La bataille pour le contrôle de la filiale congolaise d’Afriland First Bank prend une tournure internationale, avec une demande d’arbitrage introduite auprès du Centre international pour le règlement des différends relatifs aux investissements (CIRDI) par Afriland First Group, la holding suisse qui contrôle le réseau d’Afriland First Bank à travers le monde. Cette demande d’arbitrage vise à contester la mise sous gestion d’un comité d’administration provisoire à Afriland First Bank CD, la filiale du groupe bancaire en République démocratique du Congo (RDC).

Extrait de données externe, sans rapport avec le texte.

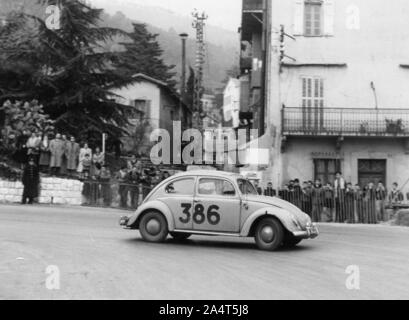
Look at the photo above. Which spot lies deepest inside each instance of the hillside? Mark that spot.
(219, 58)
(222, 45)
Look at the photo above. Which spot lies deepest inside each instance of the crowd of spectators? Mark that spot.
(339, 201)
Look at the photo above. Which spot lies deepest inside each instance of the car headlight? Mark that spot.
(295, 221)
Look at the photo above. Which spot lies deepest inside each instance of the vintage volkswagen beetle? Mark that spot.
(218, 203)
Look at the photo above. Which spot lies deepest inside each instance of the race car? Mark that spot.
(215, 203)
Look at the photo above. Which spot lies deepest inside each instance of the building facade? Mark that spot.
(337, 73)
(156, 106)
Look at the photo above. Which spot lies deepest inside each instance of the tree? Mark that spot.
(143, 54)
(66, 69)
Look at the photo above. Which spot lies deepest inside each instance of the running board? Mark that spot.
(206, 233)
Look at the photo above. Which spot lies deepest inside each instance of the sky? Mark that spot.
(222, 13)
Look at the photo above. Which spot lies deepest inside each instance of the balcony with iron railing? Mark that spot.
(352, 122)
(252, 5)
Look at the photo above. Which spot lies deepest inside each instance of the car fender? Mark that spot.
(282, 215)
(157, 205)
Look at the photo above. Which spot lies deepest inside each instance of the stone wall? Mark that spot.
(52, 191)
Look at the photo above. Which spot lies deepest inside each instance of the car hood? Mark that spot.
(303, 218)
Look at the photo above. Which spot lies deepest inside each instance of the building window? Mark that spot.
(143, 107)
(313, 103)
(371, 171)
(313, 18)
(325, 169)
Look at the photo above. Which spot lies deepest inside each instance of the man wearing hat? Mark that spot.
(31, 179)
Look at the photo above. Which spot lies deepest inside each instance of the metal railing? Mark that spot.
(252, 5)
(323, 205)
(114, 194)
(344, 206)
(345, 122)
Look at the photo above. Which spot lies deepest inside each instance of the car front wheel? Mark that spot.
(153, 227)
(269, 234)
(291, 242)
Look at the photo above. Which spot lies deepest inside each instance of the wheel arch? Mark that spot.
(248, 229)
(156, 206)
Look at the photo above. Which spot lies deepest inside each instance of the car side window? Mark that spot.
(181, 187)
(217, 187)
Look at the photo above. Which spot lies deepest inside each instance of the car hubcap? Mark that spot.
(153, 227)
(267, 234)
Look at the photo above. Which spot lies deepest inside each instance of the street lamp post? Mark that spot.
(184, 37)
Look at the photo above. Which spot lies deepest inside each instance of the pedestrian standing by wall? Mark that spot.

Le milliardaire camerounais Paul Fokam Kammogne, majoritaire au sein d’Afriland First Group, a fait appel aux services du cabinet d’avocats d’affaires international White & Case, basé aux États-Unis, pour l’accompagner dans cette procédure. Les réclamations exactes du plaignant n’ont pas été dévoilées, mais il est clair que le groupe bancaire accuse le gouvernement congolais de vouloir l’exproprier de sa filiale dans laquelle il détient plus de 95% des parts.
Le différend a commencé le 20 juin 2022, lorsque la gouverneure de la Banque Centrale du Congo (BCC), Malangu Kabedi Mbuyi, a annoncé la mise sous gestion d’un conseil d’administration provisoire à Afriland First Bank CD. Ce comité, composé de 7 personnes, est chargé de préparer un plan de redressement pour la banque dans un délai de 180 jours. Cependant, le conseil d’administration d’Afriland First Bank n’a pas accepté cette décision et a demandé son annulation pure et simple, la considérant comme une tentative d’expropriation.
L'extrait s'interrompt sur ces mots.